Monday, May 22, 2017

Last chance wildflower tromp

Friday afternoon, tromping around Red Rock Canyon before the wildflower blooms fade. Last chance to see the beautiful wildflower bloom! Today it shot into the 90s & 100s++ and expected to stay hot until September.












 

 









After tromping around Red Rock Canyon, looking at flora and fauna and rock formations until sunset, ended up at a place that [on paper] had looked quaint and atmospheric, and in reality could be the site of a very scary movie.

The place is a a former Nevada State Park with horseback-riding, restaurant moto-lodge with rooms for rent, and a petting zoo--horrific petting zoo, gauging from the frightful discontented animal noises coming from behind the gate, padlocked by the time I got there. It may just have been peacocks, but in the near-dark it was bone-chilling, especially given the restaurant and over by an old sun-cracked stage coach a hand-painted sign: "Beware Zombies." (did it mean that zombies had better beware because they will be taken out? or that humans had better beware of roving zombies.

Built in the early '60s in Olde Western saloon style--walking up to the side door, next to an olive green "stream" with a waterfall and ducks with stained green feet, "Sweet Home Alabama" thumped. Walked in, the bar area was covered with $1 bills. All over the ceiling, walls, and columns? The music was coming from the Dining Room. 

Doing a great job of vocally channeling the van Sants, in a tight Nudie-type Western shirt, dancing off-beat, moving from one foot to the other, like a white frat boy, was a strapping black man. It was confusing and discomfiting. I sat down and noticed everyone was very Western, with those dried apple faces -- both men and women, but the men had hats and the women had lipstick.  I realized then my ride in the parking lot was the only one that wasn't a pickup truck or motorcycle.

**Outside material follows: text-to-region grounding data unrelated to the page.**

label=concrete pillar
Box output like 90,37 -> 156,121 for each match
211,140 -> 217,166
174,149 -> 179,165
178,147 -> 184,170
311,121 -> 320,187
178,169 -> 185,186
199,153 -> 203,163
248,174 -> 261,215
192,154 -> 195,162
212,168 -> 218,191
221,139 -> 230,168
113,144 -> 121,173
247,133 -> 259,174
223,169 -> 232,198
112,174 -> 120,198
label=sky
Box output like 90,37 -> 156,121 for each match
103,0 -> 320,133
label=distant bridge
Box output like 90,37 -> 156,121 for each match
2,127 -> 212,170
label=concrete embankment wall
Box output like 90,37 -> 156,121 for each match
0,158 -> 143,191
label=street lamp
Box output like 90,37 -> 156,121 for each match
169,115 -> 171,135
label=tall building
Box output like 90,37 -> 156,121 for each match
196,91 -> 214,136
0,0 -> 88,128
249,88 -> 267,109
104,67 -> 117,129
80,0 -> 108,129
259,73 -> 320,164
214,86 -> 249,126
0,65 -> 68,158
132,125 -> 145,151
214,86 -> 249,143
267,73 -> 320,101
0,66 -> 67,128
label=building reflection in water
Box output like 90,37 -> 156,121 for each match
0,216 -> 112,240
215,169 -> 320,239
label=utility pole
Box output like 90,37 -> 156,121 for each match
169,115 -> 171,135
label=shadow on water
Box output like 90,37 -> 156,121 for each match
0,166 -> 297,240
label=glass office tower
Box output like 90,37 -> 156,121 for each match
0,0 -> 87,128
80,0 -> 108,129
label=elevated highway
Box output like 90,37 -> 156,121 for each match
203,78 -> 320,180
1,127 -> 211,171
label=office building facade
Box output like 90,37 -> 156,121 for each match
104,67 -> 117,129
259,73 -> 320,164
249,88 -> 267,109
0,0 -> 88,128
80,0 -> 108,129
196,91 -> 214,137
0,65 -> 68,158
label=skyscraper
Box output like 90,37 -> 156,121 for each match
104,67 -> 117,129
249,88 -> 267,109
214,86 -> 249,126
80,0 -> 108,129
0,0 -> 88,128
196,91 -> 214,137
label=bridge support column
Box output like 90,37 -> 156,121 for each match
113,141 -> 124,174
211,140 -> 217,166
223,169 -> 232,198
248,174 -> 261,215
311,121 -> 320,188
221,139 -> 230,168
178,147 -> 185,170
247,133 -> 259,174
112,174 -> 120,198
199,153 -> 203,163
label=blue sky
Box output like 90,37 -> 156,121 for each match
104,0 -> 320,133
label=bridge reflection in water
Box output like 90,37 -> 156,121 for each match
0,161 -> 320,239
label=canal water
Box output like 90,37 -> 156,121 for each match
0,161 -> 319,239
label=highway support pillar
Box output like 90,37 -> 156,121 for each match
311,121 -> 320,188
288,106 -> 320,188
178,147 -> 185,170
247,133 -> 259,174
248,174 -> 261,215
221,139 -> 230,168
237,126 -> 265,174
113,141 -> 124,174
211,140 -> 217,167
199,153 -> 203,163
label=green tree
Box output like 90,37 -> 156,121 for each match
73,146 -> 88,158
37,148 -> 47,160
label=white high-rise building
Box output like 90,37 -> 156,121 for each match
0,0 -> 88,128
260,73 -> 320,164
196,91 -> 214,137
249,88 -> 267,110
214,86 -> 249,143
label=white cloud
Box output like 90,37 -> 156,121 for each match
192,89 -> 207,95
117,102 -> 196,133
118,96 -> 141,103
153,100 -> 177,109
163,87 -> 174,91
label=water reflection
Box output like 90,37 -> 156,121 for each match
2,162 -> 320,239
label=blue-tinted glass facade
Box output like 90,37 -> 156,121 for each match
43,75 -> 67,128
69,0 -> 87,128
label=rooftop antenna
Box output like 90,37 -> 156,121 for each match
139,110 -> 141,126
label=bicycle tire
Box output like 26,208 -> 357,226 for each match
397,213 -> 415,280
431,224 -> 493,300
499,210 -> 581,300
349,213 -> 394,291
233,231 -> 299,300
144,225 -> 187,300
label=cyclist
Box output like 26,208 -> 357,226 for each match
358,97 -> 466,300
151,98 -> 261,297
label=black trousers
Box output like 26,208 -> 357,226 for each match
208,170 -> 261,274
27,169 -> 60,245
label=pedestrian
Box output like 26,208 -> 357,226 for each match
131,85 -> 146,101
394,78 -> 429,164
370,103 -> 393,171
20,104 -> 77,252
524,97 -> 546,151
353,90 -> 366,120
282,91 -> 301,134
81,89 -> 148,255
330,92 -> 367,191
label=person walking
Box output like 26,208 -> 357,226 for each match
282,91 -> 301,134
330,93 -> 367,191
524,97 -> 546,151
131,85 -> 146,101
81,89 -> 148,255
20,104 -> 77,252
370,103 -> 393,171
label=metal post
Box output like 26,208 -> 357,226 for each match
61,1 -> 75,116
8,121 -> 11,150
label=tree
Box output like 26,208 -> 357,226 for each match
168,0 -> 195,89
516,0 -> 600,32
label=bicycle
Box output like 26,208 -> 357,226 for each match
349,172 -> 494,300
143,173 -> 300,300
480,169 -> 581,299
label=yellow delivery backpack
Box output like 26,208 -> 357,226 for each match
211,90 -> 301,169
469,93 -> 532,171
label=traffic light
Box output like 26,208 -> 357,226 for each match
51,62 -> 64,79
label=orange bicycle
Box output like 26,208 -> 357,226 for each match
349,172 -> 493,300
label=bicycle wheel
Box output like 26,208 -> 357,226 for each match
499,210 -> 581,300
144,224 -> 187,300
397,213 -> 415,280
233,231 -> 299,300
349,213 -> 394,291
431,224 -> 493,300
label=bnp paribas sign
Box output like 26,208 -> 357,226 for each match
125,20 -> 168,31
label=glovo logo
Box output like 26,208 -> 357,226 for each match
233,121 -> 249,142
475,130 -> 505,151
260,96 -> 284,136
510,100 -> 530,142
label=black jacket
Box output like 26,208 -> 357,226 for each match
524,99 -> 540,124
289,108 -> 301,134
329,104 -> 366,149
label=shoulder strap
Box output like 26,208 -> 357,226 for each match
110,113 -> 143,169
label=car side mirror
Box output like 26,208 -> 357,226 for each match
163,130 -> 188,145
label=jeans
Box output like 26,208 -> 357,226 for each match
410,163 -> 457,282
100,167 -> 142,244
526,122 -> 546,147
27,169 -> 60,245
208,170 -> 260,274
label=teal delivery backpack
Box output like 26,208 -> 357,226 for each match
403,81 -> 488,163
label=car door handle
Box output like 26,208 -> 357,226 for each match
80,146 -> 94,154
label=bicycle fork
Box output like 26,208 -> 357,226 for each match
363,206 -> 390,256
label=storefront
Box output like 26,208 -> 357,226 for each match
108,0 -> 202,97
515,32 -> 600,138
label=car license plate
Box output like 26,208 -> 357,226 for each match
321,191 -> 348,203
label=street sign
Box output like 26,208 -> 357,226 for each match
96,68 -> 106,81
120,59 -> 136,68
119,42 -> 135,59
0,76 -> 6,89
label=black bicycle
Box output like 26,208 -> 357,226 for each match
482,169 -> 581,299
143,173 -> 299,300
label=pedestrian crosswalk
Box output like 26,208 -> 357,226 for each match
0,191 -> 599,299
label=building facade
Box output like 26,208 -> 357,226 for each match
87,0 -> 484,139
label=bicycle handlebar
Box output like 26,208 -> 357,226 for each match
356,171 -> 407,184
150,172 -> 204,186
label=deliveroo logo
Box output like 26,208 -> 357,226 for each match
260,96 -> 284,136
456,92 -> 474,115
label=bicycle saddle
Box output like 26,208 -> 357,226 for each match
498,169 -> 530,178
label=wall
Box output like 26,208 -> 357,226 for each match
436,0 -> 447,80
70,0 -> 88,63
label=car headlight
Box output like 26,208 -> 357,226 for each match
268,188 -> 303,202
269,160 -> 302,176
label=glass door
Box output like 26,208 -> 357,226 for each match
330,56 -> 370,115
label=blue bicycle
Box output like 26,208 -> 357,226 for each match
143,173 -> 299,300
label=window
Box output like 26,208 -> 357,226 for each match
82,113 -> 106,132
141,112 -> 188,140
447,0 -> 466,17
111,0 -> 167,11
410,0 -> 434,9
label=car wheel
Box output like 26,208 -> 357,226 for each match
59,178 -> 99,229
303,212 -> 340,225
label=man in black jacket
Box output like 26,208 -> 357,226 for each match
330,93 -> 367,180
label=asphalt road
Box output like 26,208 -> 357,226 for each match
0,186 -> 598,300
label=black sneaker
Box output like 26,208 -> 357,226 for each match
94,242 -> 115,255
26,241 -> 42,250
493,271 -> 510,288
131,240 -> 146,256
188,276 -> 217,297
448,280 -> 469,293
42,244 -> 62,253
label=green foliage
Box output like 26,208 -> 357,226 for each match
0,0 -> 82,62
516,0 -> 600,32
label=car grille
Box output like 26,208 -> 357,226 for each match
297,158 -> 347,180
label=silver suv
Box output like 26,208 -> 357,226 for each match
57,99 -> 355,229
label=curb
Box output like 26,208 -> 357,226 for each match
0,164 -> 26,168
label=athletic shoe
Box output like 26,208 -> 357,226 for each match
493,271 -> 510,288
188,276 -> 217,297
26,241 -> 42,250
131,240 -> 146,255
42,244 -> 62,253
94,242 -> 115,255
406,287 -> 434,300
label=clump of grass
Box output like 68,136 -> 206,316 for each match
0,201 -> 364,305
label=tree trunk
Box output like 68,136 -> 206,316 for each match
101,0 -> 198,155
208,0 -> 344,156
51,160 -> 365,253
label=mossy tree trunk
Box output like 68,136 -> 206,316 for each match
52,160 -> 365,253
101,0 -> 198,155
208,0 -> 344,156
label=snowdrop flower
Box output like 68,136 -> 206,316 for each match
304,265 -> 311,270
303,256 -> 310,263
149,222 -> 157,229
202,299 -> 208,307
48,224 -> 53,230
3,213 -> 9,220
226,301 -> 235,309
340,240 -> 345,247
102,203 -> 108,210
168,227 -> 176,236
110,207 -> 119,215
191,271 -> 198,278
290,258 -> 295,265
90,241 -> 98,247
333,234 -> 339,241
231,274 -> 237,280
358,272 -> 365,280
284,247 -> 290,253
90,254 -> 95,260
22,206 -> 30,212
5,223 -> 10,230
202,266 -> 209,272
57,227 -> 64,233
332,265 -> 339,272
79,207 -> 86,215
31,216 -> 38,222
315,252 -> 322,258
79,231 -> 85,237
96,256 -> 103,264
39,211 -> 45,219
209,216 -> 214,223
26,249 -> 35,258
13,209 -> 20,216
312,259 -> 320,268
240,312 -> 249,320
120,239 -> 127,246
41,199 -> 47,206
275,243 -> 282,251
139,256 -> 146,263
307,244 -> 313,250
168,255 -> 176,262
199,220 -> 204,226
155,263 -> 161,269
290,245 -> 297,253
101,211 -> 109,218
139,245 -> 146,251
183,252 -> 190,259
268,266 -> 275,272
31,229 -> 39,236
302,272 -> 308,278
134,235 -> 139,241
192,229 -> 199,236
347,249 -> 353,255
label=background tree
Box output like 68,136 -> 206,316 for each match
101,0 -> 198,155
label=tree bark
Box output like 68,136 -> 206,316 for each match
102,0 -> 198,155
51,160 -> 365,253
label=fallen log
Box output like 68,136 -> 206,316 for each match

I figured I could dig it. But the next guy, in a white Stetson, in his early 70s, got up on the rostrum, and after a corny karaoke musical intro, he launched into the lyrics f a country song...about....Dixie. Them good old days, etc.

The waitress hadn't come over in the span of 3 songs I was there, so I figured no one would mind terribly if I sidled back out the door, past the slime pond, screaming peacocks, and the pack of feral kids loping around in the gloaming. Past the trucks and bikes. Bowed out just as the remaining light dimmed down to dark, gunning it to get past the zombie children of the desert corn.